The final progress killer is too much bureaucratic red tape. Too many rules, entities to appease, and hours wasted. It’s always nice to have someone else with you. Someone to bounce ideas off of and learn with. But you can go more quickly and pivot on a whim if you’re alone. With every additional person there’s more complexity, more coordination required, and less flexibility. Especially in the early stages when you’re just testing things out and not overly committed, recognize the value that acting alone has.

Obviously working with others is incredibly valuable too. But the best results come from a combination of the two.

As you might have noticed, there’s a bit of a trend going on here. The majority of these killers can be combated simply by just starting. 

Don’t overthink it. Don’t wait for the stars to align. Don’t listen to the haters. And don’t tangled in the web of bureaucracy.

If there are things you want to do, get out there and do it! 

Failures are inevitable. Remind yourself that the faster you fail, the faster you can learn.

Just do it.

That’s all for now! If you enjoyed this article, please consider following, liking, or checking out my other articles at

15 thoughts on “Top 4 Progress Killers

  1. I love this article/summary. Thanks for sharing your valuable thoughts.

    I have been thinking a lot about the harmful effects of too much bureaucracy lately. I think that every human in every society would be far more prone to start ideas without such a great web of bureaucracy, most of which would fail, but some of which would add great value to the world. It would probably be good idea to progressively cut the demands for bureaucracy the smaller an organization/business is, and demand virtually nothing at the bottom – so that people get started. Today it seems it is almost the opposite. In many cases it seems smaller companies are low hanging fruit for regulators, whereas great corporations can always get away, and even if they are fined it doesn’t harm them – and to them fines can even be budgeted for. Such a system indirectly shields dinosaurs while it harms evolution.

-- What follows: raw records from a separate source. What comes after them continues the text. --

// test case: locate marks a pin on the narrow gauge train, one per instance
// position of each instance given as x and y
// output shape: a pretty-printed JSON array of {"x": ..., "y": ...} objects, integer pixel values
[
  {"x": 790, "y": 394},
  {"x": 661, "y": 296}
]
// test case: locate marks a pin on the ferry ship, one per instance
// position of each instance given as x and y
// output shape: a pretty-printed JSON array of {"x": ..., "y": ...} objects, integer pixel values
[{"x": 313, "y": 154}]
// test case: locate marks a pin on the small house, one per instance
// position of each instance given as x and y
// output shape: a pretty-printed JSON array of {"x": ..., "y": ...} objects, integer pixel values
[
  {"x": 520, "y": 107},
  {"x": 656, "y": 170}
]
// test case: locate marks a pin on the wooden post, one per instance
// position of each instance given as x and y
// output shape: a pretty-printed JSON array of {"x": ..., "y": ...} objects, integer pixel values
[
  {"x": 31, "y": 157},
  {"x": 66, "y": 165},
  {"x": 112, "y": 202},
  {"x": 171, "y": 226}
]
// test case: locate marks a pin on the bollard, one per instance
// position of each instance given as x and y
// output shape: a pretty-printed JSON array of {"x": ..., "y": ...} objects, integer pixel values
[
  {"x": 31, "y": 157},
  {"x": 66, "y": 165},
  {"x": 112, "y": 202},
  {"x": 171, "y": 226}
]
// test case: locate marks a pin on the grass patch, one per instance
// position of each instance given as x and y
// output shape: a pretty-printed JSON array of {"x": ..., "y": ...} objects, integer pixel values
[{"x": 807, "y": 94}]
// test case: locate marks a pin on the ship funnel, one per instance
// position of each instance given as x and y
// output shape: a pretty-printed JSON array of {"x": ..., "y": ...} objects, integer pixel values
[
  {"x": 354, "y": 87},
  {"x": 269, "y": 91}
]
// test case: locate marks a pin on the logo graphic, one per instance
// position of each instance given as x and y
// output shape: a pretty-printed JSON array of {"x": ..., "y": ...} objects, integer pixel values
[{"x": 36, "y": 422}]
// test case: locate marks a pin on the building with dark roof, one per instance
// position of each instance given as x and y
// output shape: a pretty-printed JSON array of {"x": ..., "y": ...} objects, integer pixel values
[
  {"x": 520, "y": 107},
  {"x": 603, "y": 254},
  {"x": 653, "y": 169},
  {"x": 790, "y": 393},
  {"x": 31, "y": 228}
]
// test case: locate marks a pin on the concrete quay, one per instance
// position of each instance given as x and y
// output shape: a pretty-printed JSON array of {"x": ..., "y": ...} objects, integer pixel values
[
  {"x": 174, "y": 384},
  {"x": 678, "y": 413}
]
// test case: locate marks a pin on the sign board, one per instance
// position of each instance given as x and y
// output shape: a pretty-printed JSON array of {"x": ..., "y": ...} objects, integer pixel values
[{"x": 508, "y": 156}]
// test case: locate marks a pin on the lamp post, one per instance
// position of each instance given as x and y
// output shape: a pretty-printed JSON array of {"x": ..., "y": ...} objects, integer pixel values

    Maybe that kind of bureaucracy wasn’t exactly what you had in mind, but still.

    I actually think I’ll bookmark this post, which I very rarely do.

    Have a great day! / Oscar/Fomtriok


    1. Hey Oscar! You’re very welcome.

      Although that’s not quite the way I was describing it, I totally agree with you! It seems almost unfair when a company is so big that they barely feel the effects of penalties, but at the same time, they earned that position. It’s tough and I certainly don’t have all the answers. One thing that I I strongly believe in though is that the human race will continue to grow and progress as a result of continued innovation. We need people to start companies, have wild ideas, and push the limits. I hope that we can continue to grow the incentives or help reduce risk.

      I really appreciate your thoughtful comment and the kind words. Thank you.


  2. Since the future is uncertain, no plan can be perfect. It is good to give some thought to issues that could occur and how to mitigate those issues (Risk Management). You have to be ready and willing to update the plan, if necessary.


    1. Agreed. We don’t just wanna go into things blind. Do the best you can with the information available and recalibrate for each additional piece of information. 🙂


  3. Really nice piece Evan!

    There’s always a reason to not do things, maybe it is the easier option – But we usually see the rewards by overcoming these obstacles.

    Keep up the good work – Looking forward to reading your other articles 🙂


  4. Tips #1 and #2 are invaluable. I’ve lagged on projects just because I was waiting for the perfect time or idea to execute, only to realise that actually doing it, no matter how ready or not I feel, is the best way to move forward.

    You have a beautiful site and great articles. Thanks for sharing, Evan!